The Athletics are the victims to the Mariners’ late-season push. They got swept by them in late August and are now wondering what went wrong. I anticipated this fall because of their putrid performance against good teams and their roster composition, but it still feels weird. Just under a month ago, the Athletics had a four-game lead over the New York Yankees and held the top wild card spot. Now, they are 3.5 games behind the Yankees and got passed up by four other teams.
Collapses like this are monumental and usually lead to major overhauls, not just to the roster, but to the coaching staff and management. Despite the pessimism I have for this team, it’s not the end of the world, yet. Their final 13 games of the season are against the Mariners and Astros. They essentially control their destiny until the very end.
To not be completely negative towards the Athletics, I want to spotlight Starling Marte again. His bat has stayed consistent from Miami, but his speed on the bases has made an even bigger impact. Despite only playing in Oakland for 33 games, he has already stolen 20 bases and has yet to be caught. With his 20th steal on Aug. 28, he made history, as he became the only player in MLB history to steal 20 bases in both the American and National League in the same season. Before Marte arrived, the Athletics ranked 16th in the league in stolen bases, now they’ve jumped to fifth with 79 stolen bases.
#Athletics Starling Marte is the first payer in MLB history to steal at least 20 bases in two different leagues during the same season.— Ryan M. Spaeder (@theaceofspaeder) August 30, 2021
It feels like the Astros have just been treading water recently. They haven’t been horrible, but they haven’t been amazing either. In the month of August, they went 14-13. Their 51.9 winning percentage was the lowest for any month this season, and it’s a stark contrast to their 67 and 66 winning percentages in June and July.
The weirdest thing is that Houston’s schedule in August wasn’t even difficult. Only eight of their 27 games were against playoff/playoff contending teams and, there was a 13-game stretch where they played the Twins, Rockies, Angels and Royals. I think Houston is talented to coast their way to a division crown, but they need to hit another gear come October if they want to win it all.
In a season full of despair and disappointment, last week should be considered a success for the Angels. They got to play spoiler to the New York Yankees, which the baseball world always enjoys. Even though they split their four-game series against Rangers, Shohei Ohtani pitched a gem in their first win, throwing seven strong innings, striking out eight and only surrendering two runs. The next game, 23-year-old José Suarez threw his first career complete game while only allowing one run. Plus, they at worst will split their upcoming series against the San Diego Padres, taking the first of their two-game series.

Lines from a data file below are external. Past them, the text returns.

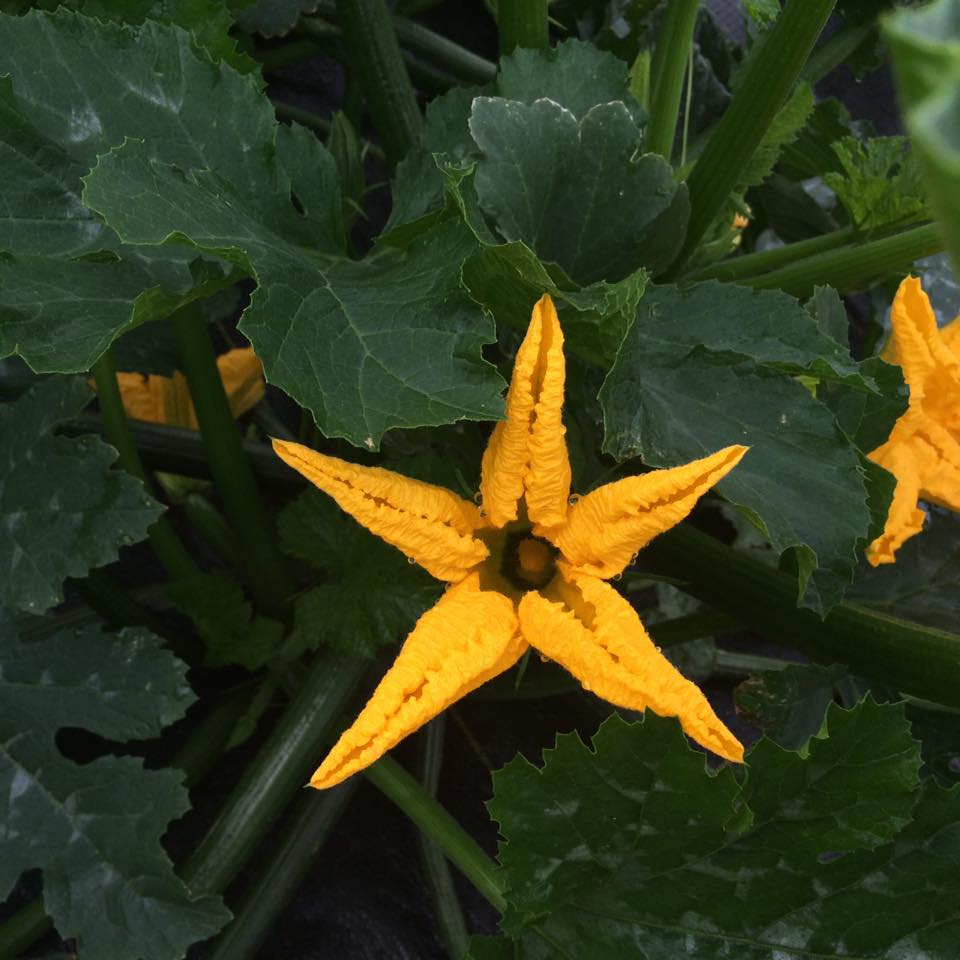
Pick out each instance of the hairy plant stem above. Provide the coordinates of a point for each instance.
(854, 267)
(278, 770)
(278, 880)
(670, 60)
(265, 566)
(522, 23)
(375, 58)
(918, 660)
(166, 544)
(447, 909)
(771, 74)
(196, 757)
(461, 849)
(762, 261)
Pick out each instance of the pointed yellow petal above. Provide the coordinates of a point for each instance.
(527, 452)
(593, 632)
(925, 459)
(141, 400)
(463, 641)
(429, 524)
(917, 344)
(904, 518)
(608, 526)
(242, 375)
(950, 334)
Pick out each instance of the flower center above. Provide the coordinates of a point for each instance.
(528, 561)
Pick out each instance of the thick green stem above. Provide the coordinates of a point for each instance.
(376, 60)
(209, 738)
(278, 881)
(762, 261)
(670, 60)
(770, 77)
(443, 53)
(176, 450)
(522, 23)
(449, 916)
(163, 539)
(197, 755)
(279, 769)
(917, 660)
(263, 562)
(854, 267)
(433, 47)
(461, 849)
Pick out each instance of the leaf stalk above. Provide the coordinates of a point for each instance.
(265, 566)
(670, 63)
(770, 76)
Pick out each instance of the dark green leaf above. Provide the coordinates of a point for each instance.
(346, 339)
(868, 418)
(64, 511)
(829, 314)
(573, 74)
(789, 705)
(370, 595)
(71, 288)
(226, 623)
(208, 20)
(669, 399)
(580, 197)
(880, 183)
(274, 18)
(633, 849)
(923, 42)
(95, 829)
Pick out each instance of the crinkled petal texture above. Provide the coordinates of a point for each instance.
(242, 375)
(608, 526)
(526, 455)
(469, 637)
(925, 459)
(592, 631)
(917, 344)
(430, 524)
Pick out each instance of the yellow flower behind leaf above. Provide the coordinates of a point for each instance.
(166, 400)
(527, 570)
(923, 449)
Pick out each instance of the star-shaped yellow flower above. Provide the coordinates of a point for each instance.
(923, 449)
(160, 399)
(526, 570)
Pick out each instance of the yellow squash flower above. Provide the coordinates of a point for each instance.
(525, 570)
(923, 449)
(167, 399)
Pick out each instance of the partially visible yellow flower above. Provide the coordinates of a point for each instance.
(167, 399)
(526, 570)
(923, 449)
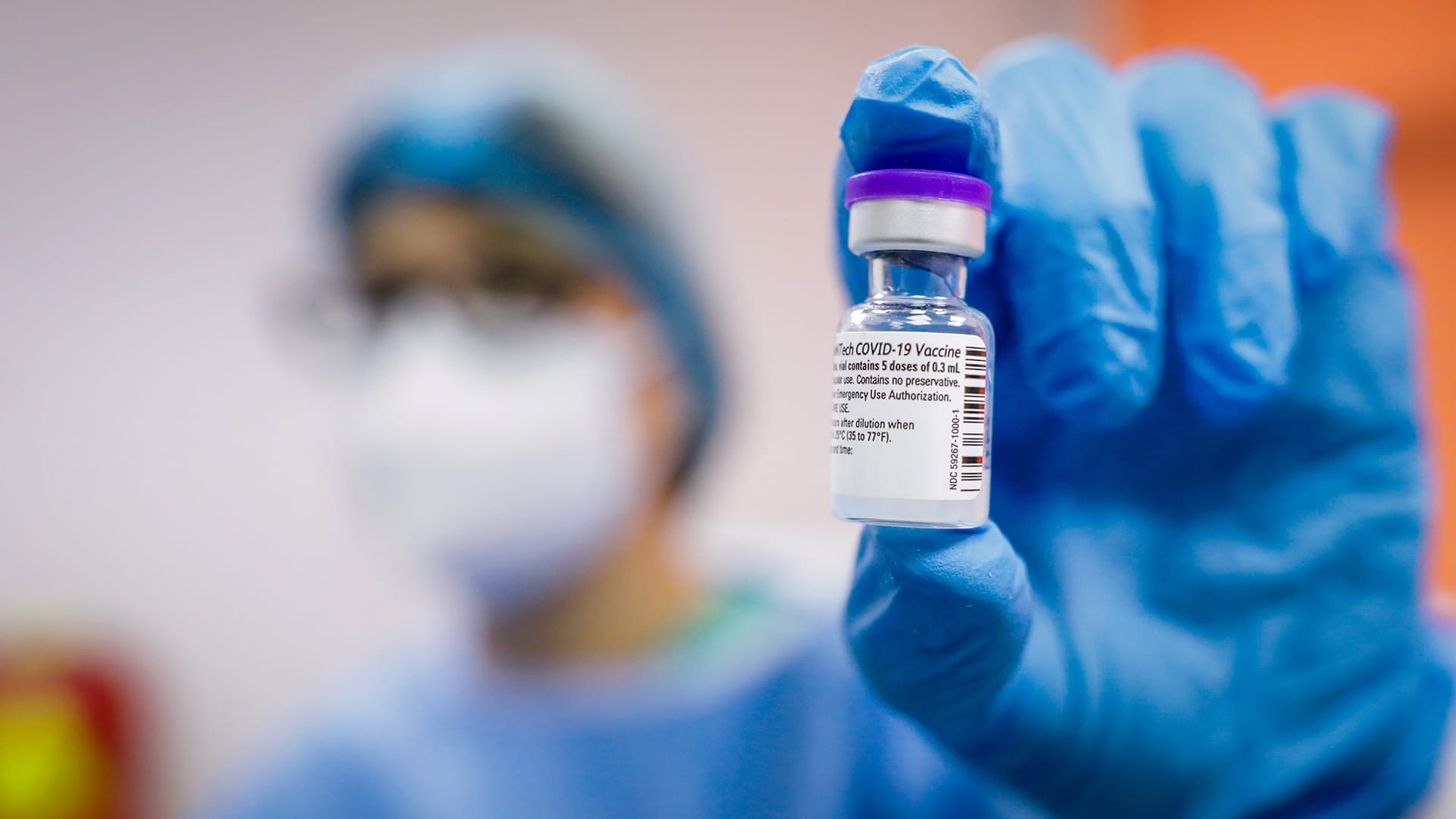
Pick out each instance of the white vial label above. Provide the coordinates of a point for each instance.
(909, 416)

Congratulations Texas Rangers! You now join the Baltimore Orioles and the Arizona Diamondbacks on the list of teams officially eliminated in the playoffs. It has been a longtime coming, but now it’s a matter of formality. On Sept. 2, the Boston Red Sox beat the Tampa Bay Rays 4-0, making them the fifth AL team with 77 wins and officially eliminating the Rangers. It was a long season and might be the beginning of multiple horrible seasons for the Rangers in the immediate future.
I don’t want to dunk on the Rangers too much, so I’ll shout out Glenn Otto, one of the players acquired in the Joey Gallo deal back in July. Otto made his MLB debut on Aug. 27, where he pitched five innings, striking out seven while giving up zero runs. His second start against the Angels on Sept. 3 wasn’t as spectacular but he still only allowed two earned runs in 4.2 innings pitched. Otto might be the first piece to rebuilding a pitching staff that is depleted and lacking in young talent outside of Jack Leiter.